Дневник - [12]
Подумала было — вот-вот взбешусь от собственного невежества. Ложная тревога: меня ничто не может вывести из равновесия. Ухожу в работу, как в убежище.
Понедельник, 1 июня
Утром перечитала «Старый Риволи»[50]. Мама зашла рассказать мне новость о желтых звездах[51], а я не стала слушать, сказала: «Потом поговорим». Но понимала, что at the back of ту mind[52] затаилось что-то неприятное.
Пришла из Сорбонны совершенно одуревшая. Я пыталась совместить работу библиотекаря и свою собственную. В результате свои обязанности я выполняла кое-как и вообще плохо соображала.

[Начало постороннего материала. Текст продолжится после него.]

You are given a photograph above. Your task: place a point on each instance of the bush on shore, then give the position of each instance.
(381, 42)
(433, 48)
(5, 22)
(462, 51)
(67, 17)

Часа в три зашел Ж. М., потом Николь с Жан-Полем — у них не было лекции Понса. Я пребывала в glorious muddle[53].
Дома нашла написанную карандашом открытку от Жерара — ничего существенного и даже без особого тепла. Но это меня не расстроило.
Четверг, 4 июня
Голова идет кругом.
У меня было wild morning[54]. Родители с Денизой уехали в шесть часов в Обер. Я попросилась остаться, чтобы посмотреть, — как друзья сдают экзамены.
Началось с того, что я тоже проснулась в шесть от света и жары.
Позавтракала одна, в девять вышла из дому и зашагала, свободная как ветер, наслаждаясь ясным и еще прохладным утром. Первым делом отправилась на почту послать Спаркенброку его книгу и вспомнила о прошлом годе — как же это было давно. Я ни о чем не жалею, но думаю об этом с легкой тоской.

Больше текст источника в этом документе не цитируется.